After almost two months of home confinement, the moment to return to our daily lifes has arrived. Some of us enjoyed the privilege of spending this time thinking and reminding ourselves what really matters — but others lived little, never-ending, daily hells.
For many women, home confinement put them face to face to their assailtants. For many LGBTIQ+ people, and specifically trans people, it put them in hostile family environments. For all health and care workers that have sustained us, it meant indigne working conditions. For a lot more people, it implied the loss of their love ones. And, for all of us, it made us to look directly at social and economic uncertainity produced by the corona crisis.
The virus has reminded us our fragility, and it highlithed all system malfunctions. If home confinement made anything clear, it is that we all had a lifestyle against life itself. Our cities and towns had a hectic pace that pushed us into the edge of madness.

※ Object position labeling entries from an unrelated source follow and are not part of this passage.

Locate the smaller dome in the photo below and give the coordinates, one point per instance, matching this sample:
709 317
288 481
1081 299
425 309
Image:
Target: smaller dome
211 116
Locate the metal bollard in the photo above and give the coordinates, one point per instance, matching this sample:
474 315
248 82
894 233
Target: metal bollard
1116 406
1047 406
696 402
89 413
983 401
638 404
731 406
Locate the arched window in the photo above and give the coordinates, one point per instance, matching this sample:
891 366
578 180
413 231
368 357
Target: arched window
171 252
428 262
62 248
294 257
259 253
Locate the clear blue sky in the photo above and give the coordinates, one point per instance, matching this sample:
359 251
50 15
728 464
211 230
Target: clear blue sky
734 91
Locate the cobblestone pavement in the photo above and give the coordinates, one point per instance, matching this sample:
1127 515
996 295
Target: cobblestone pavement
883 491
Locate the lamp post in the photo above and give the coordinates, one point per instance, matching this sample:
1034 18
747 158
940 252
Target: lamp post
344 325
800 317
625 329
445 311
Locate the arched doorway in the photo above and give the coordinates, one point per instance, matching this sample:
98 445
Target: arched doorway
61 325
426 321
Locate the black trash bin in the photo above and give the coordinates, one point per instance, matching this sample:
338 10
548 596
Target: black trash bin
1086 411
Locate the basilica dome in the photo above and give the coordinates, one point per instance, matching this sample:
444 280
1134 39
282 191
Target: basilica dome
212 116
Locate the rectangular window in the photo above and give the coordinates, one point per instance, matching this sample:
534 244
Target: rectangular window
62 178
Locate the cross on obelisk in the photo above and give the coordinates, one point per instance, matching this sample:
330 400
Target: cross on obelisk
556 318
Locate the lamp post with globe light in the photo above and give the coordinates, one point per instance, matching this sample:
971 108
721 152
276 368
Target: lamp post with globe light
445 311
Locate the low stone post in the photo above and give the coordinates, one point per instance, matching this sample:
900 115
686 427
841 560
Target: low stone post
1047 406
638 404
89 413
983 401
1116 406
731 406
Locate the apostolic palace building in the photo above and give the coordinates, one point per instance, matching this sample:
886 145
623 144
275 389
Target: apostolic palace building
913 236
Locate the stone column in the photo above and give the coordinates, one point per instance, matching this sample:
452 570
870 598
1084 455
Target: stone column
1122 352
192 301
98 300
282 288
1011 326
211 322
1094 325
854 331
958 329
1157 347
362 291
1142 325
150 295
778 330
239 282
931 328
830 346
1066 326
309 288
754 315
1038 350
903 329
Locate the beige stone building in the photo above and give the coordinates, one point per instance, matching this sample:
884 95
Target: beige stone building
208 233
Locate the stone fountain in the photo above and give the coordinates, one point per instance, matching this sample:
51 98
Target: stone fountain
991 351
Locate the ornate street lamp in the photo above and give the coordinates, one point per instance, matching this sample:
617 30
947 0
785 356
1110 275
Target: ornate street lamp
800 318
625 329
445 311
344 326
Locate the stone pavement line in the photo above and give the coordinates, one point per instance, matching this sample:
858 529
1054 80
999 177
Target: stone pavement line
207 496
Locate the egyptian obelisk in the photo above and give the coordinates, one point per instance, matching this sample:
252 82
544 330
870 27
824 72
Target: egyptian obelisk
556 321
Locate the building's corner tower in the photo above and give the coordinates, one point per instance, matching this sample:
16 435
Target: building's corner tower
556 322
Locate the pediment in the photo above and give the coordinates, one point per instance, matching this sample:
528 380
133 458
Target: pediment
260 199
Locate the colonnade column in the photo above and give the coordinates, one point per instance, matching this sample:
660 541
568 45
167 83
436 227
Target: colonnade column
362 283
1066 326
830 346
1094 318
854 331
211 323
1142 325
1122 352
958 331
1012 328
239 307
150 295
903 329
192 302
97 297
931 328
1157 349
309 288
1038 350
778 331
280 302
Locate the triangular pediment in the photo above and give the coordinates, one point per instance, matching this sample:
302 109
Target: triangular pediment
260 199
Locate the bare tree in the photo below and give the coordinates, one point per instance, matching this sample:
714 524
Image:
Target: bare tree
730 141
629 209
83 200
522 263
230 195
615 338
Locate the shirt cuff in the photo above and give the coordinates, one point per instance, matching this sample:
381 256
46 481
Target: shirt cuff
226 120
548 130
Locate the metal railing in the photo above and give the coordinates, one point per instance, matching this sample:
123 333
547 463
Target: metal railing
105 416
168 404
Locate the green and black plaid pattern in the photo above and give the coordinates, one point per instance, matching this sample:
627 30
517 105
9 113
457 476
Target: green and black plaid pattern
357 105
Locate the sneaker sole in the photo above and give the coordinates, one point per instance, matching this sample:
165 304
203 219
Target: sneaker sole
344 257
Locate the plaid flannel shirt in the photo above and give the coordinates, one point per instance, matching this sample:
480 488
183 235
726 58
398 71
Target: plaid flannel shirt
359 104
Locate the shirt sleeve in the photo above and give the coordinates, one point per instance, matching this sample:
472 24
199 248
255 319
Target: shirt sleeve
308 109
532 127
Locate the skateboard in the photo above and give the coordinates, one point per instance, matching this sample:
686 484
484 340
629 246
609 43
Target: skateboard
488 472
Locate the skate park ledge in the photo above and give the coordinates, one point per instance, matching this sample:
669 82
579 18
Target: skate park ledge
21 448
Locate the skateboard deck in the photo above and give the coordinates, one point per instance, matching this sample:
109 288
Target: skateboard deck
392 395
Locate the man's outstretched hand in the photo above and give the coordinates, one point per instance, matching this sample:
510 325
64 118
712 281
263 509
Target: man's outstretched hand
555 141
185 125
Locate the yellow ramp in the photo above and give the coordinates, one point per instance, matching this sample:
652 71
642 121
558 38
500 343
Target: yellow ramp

Our communities were obliged to be content with the leftovers of an economic system based on exploitation our bodies — and, even more dramatically, other peoples’ and world communities’ bodies, as well as the limited resources from the only planet that supports our existence.
The end of the strictest part of confinement has finally arrived, and Barcelona is entering “phase 1” in an important week for our ecosistem. This Wednesday, May 27th, Spain will have consumed already all resources that the Earth provides us for a whole year, far before other poorer countries — as well as the global average, whose last year´s Earth Overshoot Day was August 2nd. On the other hand, we begin phase 1 having reached already in phase 0 similar air pollution levels that the city had before the confinement. We see that, from this week on, we live in Barcelona above everything the Earth can provide us both in terms of resources and the conditions for a healthy life.
This make us wonder: to which world do we want to return to? Do we want to go back to the daily rush, to mental and physical burn-out caused by a toxic system that attacks us at the personal level and our ecosystems in a material scale? Go back to our old normality, based on extractivism of bodies and ecosystems, identities and worldviews denial because of businesses from the few? Or do we want to return to the “new normality” proposed by governments, where it seems we will mantain confinement rutines added to an abbusive control to justify a “war on the pandemic”?
The only normality we want is otherness
There are more and more people for whom neither the old normality nor the “new normality” seems convincing. We see how the solutions that are coming to us from governments, and our state government, in particular, are not enough to rebuild our society. Let us not forget that fine words about shock plans, social shields and states of alarm will be of no use if the announced measures do not reach the entire population. We are also puzzled to see how the rescues are not reaching those who should be helped, but instead are focusing on rescuing the same old ones.
We need to imagine another reality to which we want to “return”, a diverse space that allows us to rebuild the links between us, our environment and our societies. We have enjoyed a few days of seeing and experiencing the city without overcrowding and with much less pollution. Being able to live this experience helps us and brings us closer to imagining in what direction we can change our cities so that they are healthier, safer and more sustainable for people and our environments, not just for a few days, but for future generations.
We have also been able to observe for ourselves how our retreat at home has brought out the most human part of the city, as if we had remembered that we are, above all, society: the networks of mutual support that we have created in our neighbourhoods have shown us that our ties are stronger than ever. The physical distancing has made us feel the desire to be more united than ever. Let us take advantage of this.
Towards Phase 5: a regenerative society
It is this community support, which we have developed when we have remembered our fragility and the need for joint and urgent action, that can serve us to reflect on our relationship with the world to defend with the same urgency we have faced the virus that which is fundamental: life.
It is a reality that many of us feel blocked or burned out by the situation we are living in. But, just as one cures an illness, as a society we have to take the time to rethink. We need to make the networks of mutual support that we have created in our neighbourhoods the new normality; for the fifth phase of this de-escalation to be that of building a regenerative society.
A society, in short, that has life as a priority and values all the caregiving tasks, towards people and ecosystems, that we had so often forgotten. To do this we have to be brave: if the response to the worst of the pandemic has been found in our neighbours, the fact of building the otherness that has to come will only be achieved if we turn our neighbourhoods into action. Let’s rebuild from the cities, let’s rethink the environment where we want to live!